Keputusan ini diambil untuk meningkatkan integrasi tenaga kerja asing ke dalam lingkungan kerja lokal, sekaligus memastikan bahwa komunikasi teknis dapat berlangsung tanpa hambatan. Pemerintah menegaskan bahwa kemampuan bahasa yang memadai akan mempermudah kolaborasi antara insinyur internasional dengan tim domestik, serta mengurangi risiko miskomunikasi dalam proyek‑proyek kritis.
Berikut poin‑poin utama yang harus dipenuhi oleh calon pemegang visa insinyur:
- Menunjukkan sertifikat kemampuan bahasa Jepang yang diakui, seperti JLPT (Japanese Language Proficiency Test) tingkat N2 atau lebih tinggi.
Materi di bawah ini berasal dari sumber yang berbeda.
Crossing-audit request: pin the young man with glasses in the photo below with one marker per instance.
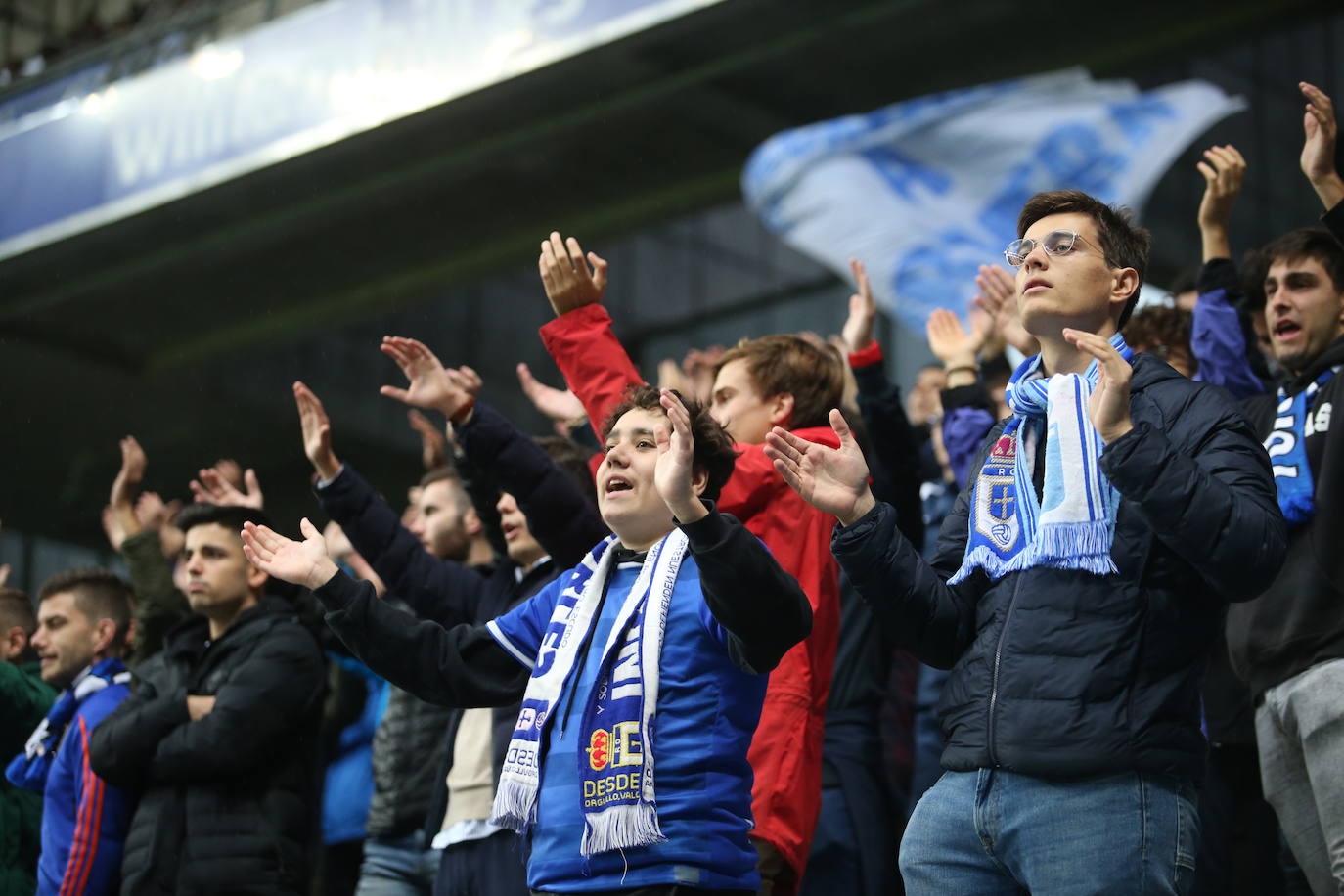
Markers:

- Jika tidak memiliki sertifikat JLPT, dapat mengajukan dokumen lain yang membuktikan kemampuan berbahasa, misalnya sertifikat TOEIC dengan skor khusus atau hasil tes bahasa resmi yang setara.
- Dokumen bukti harus diterjemahkan ke dalam bahasa Jepang dan disertai legalisasi sesuai prosedur imigrasi.
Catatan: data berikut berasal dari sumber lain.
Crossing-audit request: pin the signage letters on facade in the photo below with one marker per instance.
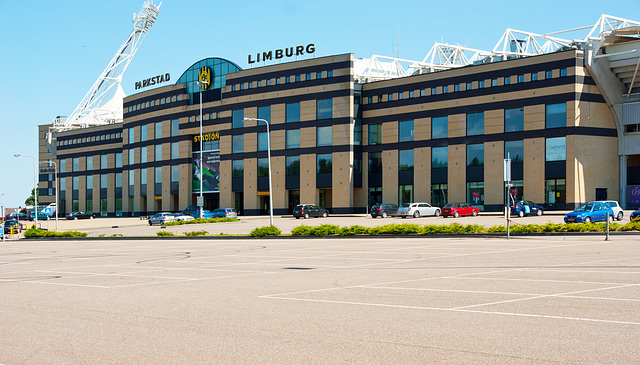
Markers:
(152, 81)
(281, 53)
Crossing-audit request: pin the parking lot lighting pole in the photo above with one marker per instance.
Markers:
(55, 177)
(35, 187)
(269, 160)
(201, 205)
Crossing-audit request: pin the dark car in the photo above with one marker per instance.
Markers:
(383, 210)
(79, 215)
(309, 210)
(526, 207)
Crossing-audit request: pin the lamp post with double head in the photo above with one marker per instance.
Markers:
(202, 85)
(269, 161)
(35, 187)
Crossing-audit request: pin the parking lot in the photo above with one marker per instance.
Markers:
(373, 300)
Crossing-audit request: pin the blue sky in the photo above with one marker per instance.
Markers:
(53, 51)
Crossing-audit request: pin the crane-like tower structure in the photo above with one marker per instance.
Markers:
(103, 102)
Selain persyaratan bahasa, pelamar tetap harus memenuhi kriteria standar untuk visa insinyur, termasuk kontrak kerja dari perusahaan Jepang, bukti kualifikasi akademik, dan pengalaman kerja yang relevan.
Penerapan kebijakan ini diperkirakan akan mempengaruhi alur masuk tenaga kerja asing ke Jepang dalam beberapa bulan ke depan. Beberapa perusahaan teknologi mengungkapkan keprihatinan terkait penambahan beban administratif, sementara asosiasi pekerja asing menilai langkah ini sebagai upaya yang realistis untuk memperkuat kualitas tenaga kerja di pasar Jepang.
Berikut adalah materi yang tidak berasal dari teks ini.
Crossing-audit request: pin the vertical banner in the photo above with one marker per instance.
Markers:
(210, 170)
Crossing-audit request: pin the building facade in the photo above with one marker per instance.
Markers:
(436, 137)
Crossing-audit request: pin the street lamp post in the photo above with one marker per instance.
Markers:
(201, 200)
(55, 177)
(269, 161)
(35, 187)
Pengawasan implementasi akan dilakukan oleh Kantor Imigrasi Jepang, yang akan memberikan panduan detail mengenai prosedur verifikasi dan batas waktu penyerahan dokumen. Bagi yang belum memenuhi standar bahasa, pemerintah menyarankan untuk mengikuti kursus intensif atau program pelatihan bahasa yang kini semakin banyak tersedia secara daring maupun luring.